After demanding enormous energy, both leave us empty. The “neurotic” sees through this more quickly than the person who is content to accept the world as society presents it. The “neurotic” is a seer and a seeker, in touch early on with the end game of death and unable to deceive himself with pat and shallow answers. In the absence of religion, this person is forced to seek out on their own the meaning of a life that will end in nothingness.
That’s simply too big a task for most people. This is why every society in the world developed a religion that put the answers to our unanswerable questions into a larger beyond, telling us to do what we need to do while we’re here, and to trust that when the time comes to surrender everything, we’ll be taken care of.
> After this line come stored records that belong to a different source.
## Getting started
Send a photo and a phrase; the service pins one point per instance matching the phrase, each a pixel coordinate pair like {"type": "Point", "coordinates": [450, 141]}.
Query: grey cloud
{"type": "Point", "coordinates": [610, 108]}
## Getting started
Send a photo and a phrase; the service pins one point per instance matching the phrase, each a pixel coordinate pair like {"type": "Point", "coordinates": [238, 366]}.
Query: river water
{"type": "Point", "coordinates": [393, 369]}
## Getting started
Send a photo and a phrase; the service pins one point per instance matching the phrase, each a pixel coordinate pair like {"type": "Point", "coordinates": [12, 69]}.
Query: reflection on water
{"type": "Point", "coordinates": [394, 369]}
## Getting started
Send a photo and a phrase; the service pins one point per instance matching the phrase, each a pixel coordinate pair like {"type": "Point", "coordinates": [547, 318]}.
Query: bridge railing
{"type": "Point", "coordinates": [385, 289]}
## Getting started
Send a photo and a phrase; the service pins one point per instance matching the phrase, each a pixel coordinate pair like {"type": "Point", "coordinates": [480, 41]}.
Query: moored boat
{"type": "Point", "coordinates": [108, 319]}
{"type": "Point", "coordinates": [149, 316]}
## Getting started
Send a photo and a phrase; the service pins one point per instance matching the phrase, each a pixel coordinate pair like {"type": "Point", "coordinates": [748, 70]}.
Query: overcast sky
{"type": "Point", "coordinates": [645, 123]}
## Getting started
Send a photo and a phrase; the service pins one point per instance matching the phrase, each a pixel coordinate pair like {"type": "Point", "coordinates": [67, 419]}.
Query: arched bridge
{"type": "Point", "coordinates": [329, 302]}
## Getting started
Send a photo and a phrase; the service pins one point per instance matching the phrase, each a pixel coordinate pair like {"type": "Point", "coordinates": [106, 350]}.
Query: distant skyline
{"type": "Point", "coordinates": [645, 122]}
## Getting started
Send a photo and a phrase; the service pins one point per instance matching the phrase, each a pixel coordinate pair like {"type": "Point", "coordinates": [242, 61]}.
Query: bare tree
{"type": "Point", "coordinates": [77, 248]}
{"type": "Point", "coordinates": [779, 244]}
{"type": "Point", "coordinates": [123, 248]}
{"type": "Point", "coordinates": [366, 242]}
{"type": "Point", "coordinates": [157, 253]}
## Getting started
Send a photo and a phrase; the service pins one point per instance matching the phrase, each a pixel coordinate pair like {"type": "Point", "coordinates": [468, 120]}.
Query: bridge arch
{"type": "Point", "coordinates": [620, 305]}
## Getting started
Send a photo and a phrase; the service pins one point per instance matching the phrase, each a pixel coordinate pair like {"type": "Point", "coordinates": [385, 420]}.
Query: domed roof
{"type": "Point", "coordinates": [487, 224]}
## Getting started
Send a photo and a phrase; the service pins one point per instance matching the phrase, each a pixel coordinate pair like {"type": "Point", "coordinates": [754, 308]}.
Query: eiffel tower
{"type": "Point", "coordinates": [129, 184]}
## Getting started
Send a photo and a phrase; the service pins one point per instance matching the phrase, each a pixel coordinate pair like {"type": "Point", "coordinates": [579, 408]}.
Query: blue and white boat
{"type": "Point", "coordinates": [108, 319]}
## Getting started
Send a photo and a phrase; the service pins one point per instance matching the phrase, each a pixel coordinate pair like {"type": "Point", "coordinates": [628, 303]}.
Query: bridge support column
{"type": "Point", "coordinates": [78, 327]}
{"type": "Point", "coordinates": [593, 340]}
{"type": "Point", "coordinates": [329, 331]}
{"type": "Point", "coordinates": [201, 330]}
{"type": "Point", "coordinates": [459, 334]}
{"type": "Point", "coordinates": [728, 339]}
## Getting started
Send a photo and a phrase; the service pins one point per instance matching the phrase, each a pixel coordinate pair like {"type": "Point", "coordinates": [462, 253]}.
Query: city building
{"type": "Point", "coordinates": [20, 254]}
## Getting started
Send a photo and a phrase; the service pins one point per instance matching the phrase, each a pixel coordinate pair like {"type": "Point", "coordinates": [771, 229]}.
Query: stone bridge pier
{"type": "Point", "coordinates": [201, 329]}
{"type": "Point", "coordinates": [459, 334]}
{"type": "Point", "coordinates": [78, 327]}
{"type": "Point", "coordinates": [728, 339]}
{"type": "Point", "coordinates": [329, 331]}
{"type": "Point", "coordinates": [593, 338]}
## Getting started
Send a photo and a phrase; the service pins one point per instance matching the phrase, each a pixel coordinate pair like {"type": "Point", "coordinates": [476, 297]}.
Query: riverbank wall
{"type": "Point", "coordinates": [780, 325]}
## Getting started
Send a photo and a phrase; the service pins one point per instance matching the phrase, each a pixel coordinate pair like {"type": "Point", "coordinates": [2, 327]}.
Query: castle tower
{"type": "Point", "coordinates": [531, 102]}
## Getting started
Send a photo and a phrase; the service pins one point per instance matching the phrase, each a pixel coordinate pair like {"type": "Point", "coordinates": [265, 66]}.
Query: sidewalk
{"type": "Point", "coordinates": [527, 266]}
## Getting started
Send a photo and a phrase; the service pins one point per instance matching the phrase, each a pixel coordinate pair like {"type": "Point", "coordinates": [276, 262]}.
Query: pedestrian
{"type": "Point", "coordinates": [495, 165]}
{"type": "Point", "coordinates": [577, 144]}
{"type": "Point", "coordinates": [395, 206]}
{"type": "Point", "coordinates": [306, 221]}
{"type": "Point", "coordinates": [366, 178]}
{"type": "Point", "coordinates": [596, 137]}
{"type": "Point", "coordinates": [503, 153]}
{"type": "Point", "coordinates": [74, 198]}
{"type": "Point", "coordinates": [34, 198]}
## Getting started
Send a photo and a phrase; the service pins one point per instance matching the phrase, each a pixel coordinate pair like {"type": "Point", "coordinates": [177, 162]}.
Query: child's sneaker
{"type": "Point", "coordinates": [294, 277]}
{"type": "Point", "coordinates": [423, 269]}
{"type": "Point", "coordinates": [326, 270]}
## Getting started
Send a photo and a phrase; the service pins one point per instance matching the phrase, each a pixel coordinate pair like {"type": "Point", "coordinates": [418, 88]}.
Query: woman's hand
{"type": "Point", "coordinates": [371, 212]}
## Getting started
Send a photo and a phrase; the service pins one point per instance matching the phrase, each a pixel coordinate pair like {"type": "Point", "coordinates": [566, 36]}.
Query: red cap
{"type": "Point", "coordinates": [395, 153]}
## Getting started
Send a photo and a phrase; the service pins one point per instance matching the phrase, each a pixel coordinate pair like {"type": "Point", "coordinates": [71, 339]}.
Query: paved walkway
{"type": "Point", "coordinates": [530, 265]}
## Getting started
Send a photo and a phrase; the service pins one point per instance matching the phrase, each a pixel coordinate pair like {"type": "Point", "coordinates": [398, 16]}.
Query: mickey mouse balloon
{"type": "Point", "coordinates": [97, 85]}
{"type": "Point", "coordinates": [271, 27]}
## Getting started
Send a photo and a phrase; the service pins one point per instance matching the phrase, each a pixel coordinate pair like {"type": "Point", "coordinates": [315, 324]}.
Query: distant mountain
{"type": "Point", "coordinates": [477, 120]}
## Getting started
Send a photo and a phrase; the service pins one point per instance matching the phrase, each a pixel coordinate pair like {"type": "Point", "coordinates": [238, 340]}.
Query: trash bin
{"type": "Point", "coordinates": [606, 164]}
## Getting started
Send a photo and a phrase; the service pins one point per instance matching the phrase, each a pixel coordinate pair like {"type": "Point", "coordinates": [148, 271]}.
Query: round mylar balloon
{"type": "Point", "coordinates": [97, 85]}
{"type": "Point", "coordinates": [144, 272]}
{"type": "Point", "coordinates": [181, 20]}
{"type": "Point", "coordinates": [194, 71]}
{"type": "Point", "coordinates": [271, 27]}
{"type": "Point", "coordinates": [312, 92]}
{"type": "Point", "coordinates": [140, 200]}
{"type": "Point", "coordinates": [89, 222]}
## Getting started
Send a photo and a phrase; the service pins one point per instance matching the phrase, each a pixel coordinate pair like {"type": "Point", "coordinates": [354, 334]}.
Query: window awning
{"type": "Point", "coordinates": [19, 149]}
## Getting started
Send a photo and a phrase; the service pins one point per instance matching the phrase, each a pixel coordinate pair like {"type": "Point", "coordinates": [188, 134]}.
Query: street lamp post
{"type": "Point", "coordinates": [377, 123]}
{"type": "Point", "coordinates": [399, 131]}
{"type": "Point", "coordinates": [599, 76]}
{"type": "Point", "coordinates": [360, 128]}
Becker emphasizes again and again that personal and cultural belief systems must be large enough for the spirit to expand into. Any culture whose belief system ends in meaningless death simply will not assuage the most fundamental and pervasive of human fears, and the people living in that culture will always be anxious, always guilt-ridden, always tending toward mental illness because, consciously or not, they understand that they’re living above an abyss, that beyond the distractions of daily life is a bottomless pit of nothingness.
The “neurotic,” says Becker, is not really neurotic at all. They’re simply aware, and they haven’t yet found an understanding that will let them live in peace. Nor will they, until they are willing to expand into the kind of world view that religion offers. And there is no “knowing” in that world view. There is only faith and acceptance, an acknowledgment that you do not and cannot know, and that it’s okay to proceed anyway.